By Tito Mike
A Kagay-anon chef based in New Orleans, USA has been raising the bar for Filipino-inspired dishes in a city famous worldwide for its multi-ethnic cuisine.
Most recently, Nicole “Nikki” Cabrera-Mills of the Pêche Seafood Grill was spotlighted in a feature article Sublime Seafood by John T. Edge on The Entertainment Special August/September 2023 issue of Garden and Gun magazine, a national magazine based in Charleston, South Carolina that reports on the South’s culture, food, music, art, literature, and its people and their ideas.
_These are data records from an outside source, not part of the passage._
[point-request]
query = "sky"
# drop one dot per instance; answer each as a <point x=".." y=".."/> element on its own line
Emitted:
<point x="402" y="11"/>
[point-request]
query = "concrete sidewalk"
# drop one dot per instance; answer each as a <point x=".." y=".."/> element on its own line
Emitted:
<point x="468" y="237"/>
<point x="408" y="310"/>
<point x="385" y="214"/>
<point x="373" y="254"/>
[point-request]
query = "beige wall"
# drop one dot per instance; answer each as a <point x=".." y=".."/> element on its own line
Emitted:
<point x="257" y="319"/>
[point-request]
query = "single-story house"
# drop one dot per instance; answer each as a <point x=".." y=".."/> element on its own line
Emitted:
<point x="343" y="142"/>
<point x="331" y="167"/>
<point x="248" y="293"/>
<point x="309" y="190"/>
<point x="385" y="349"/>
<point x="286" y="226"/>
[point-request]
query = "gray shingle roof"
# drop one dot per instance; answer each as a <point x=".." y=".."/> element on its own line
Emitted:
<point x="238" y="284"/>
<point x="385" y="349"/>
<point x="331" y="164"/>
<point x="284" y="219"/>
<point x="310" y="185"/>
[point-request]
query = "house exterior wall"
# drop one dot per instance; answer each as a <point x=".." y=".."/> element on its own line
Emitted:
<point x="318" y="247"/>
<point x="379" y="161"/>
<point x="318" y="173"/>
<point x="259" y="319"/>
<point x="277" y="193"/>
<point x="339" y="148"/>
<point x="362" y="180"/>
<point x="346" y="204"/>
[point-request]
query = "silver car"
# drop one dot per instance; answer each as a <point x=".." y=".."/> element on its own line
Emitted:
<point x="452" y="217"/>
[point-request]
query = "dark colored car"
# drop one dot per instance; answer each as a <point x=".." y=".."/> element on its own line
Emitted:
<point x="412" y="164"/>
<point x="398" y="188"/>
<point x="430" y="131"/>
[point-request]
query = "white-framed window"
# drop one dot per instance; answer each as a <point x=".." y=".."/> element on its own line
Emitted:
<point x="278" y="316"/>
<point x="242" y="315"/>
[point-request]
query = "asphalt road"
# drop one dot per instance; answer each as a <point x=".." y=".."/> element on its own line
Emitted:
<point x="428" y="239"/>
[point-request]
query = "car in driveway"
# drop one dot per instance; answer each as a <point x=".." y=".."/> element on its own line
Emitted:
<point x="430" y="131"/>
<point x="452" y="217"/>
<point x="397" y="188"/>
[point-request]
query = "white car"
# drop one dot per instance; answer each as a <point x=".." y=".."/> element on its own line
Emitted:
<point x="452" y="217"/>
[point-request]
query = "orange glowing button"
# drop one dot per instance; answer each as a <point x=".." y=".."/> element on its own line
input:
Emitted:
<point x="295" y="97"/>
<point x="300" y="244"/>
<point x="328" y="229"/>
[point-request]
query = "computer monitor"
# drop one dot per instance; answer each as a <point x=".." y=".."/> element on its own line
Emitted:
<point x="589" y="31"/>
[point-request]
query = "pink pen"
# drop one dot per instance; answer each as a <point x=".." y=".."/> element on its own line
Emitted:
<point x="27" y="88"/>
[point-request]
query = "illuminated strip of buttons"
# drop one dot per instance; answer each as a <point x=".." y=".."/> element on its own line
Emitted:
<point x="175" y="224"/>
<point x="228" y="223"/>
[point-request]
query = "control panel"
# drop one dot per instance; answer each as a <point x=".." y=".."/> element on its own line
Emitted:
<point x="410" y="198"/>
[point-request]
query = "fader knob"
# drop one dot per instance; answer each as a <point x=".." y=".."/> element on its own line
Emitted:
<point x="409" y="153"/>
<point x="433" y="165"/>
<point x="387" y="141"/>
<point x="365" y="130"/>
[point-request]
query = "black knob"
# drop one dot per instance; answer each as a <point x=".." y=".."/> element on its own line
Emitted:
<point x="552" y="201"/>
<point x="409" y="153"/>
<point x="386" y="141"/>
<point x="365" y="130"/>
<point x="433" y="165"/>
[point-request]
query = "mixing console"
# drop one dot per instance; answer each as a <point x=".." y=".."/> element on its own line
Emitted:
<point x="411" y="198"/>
Southern Foodways Symposium
“Mills works within the framework she inherited, adding subtle updates that reflect her homeland, the evolution of her cooking, and the multiethnic makeup of her adopted city,” writes Edge, a writer, commentator, and director of the Southern Foodways Alliance, an institute of the Center for the Study of Southern Culture at the University of Mississippi. He has written several books on Southern food, and contributes to the Oxford American and the New York Times, and has written for Garden & Gun and Afar.
For instance, Edge describes how Chef Nikki’s Snapper (locally known as Maya-Maya) ceviche was inspired by the kinilaw her mom Ella makes with fresh coconut milk. Her Pêche version has sweet potato puree, radishes, and chili oil. Her Laing (a Filipino favorite traditionally made with dried taro (gábi) leaves and coconut milk, is instead made with kale.
“Our dishes are still Southern in many ways as we stay true to using local products, but the flavors have evolved,” Nikki noted. “But we’ve gotten them ready,” she added, referring to their customers and her adopted city. “We’ve opened them up.”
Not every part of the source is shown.